The US attorney-general described a multibillion-dollar corruption scandal involving a Malaysian state fund as the worst form of kleptocracy, and said the US Department of Justice (DOJ) was working to provide justice to the victims.
The department in June filed several lawsuits to seize more than US$1.7 billion in assets believed to have been stolen from 1Malaysia Development Berhad (1MDB), a sovereign fund set up by Malaysian Prime Minister Najib Razak.
US Attorney-General Jeff Sessions on Monday said the 1MDB-linked assets accounted for nearly half of about US$3.5 billion in total proceeds seized or restrained by the DOJ, tied to money laundering offences.
“This is kleptocracy at its worst,” Sessions said at a global forum on asset recovery in Washington according to a transcript of his speech posted on the department’s Web site, referring to the Malaysian case.

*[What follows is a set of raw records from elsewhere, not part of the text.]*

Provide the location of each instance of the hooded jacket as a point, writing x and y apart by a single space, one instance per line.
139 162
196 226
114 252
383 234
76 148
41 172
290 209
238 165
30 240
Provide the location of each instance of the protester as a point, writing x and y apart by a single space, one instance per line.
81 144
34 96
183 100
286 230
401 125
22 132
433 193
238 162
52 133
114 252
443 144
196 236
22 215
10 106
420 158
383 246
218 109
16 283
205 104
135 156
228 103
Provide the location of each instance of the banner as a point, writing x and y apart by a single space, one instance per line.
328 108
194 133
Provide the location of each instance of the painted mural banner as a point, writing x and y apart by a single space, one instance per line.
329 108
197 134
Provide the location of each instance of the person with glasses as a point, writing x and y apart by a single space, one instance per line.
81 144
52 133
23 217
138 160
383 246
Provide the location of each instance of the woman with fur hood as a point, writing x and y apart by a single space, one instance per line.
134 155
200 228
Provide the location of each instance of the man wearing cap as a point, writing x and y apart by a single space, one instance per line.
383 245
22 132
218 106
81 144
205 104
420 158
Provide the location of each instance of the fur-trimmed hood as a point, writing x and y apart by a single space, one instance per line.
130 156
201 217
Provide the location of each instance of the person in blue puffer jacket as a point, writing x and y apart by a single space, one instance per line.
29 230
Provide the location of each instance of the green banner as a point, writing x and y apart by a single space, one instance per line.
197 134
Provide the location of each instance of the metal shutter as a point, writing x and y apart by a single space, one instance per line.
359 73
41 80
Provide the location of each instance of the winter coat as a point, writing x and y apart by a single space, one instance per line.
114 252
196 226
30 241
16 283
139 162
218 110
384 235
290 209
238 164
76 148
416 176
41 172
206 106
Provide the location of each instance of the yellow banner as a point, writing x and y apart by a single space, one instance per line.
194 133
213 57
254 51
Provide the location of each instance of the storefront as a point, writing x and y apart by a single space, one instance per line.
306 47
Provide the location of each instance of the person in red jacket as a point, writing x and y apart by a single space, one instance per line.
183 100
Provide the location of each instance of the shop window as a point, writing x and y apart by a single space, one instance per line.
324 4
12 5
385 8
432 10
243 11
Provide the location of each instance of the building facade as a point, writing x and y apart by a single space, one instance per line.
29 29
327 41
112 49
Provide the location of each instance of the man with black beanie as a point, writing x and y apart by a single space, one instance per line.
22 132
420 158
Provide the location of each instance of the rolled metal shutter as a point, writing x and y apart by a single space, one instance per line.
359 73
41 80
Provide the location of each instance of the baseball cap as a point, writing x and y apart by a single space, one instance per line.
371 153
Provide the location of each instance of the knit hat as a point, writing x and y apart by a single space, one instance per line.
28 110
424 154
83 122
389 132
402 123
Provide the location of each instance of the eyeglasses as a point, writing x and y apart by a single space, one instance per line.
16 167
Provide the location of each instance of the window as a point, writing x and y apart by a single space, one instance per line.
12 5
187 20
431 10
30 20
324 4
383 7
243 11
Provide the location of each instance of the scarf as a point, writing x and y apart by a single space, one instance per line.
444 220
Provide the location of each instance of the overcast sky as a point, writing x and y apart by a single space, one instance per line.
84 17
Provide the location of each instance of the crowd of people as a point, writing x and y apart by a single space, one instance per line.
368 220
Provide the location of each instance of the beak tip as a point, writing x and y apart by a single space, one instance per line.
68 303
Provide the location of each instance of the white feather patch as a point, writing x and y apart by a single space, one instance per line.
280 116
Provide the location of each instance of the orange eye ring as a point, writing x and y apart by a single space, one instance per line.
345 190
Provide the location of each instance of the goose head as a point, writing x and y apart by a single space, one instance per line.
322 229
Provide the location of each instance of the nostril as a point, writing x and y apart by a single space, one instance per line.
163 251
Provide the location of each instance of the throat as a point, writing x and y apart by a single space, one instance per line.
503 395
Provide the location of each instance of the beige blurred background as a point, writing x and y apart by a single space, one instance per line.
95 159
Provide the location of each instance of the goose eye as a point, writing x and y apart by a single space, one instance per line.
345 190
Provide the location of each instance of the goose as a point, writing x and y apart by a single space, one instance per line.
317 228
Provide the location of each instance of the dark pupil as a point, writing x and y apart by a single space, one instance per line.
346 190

“Today, the US Department of Justice is working to provide justice to the victims of this alleged scheme,” he said.
Sessions said “allegedly corrupt officials” in 1MDB had reportedly spent US$200 million on real estate in southern California and New York, US$130 million on artwork, invested US$100 million in a US music label and US$265 million on a yacht.
“In total, 1MDB officials allegedly laundered more thanUS$4.5 billion in funds through a complex web of opaque transactions and fraudulent shell companies with bank accounts in countries ranging from Switzerland and Singapore to Luxembourg and the United States,” Sessions said.
He did not identify any of the officials he thought were corrupt.
Officials at 1MDB did not immediately respond to requests for comment.
Sessions said the DOJ’s anti-kleptocracy initiative had returned at least US$254 million in corruption proceeds to the people of Italy, Khazakhstan and Peru, and millions more to the people of Taiwan, Nicaragua and South Korea since 2004.
1MDB was once a pet project of Najib, who chaired its advisory board until last year.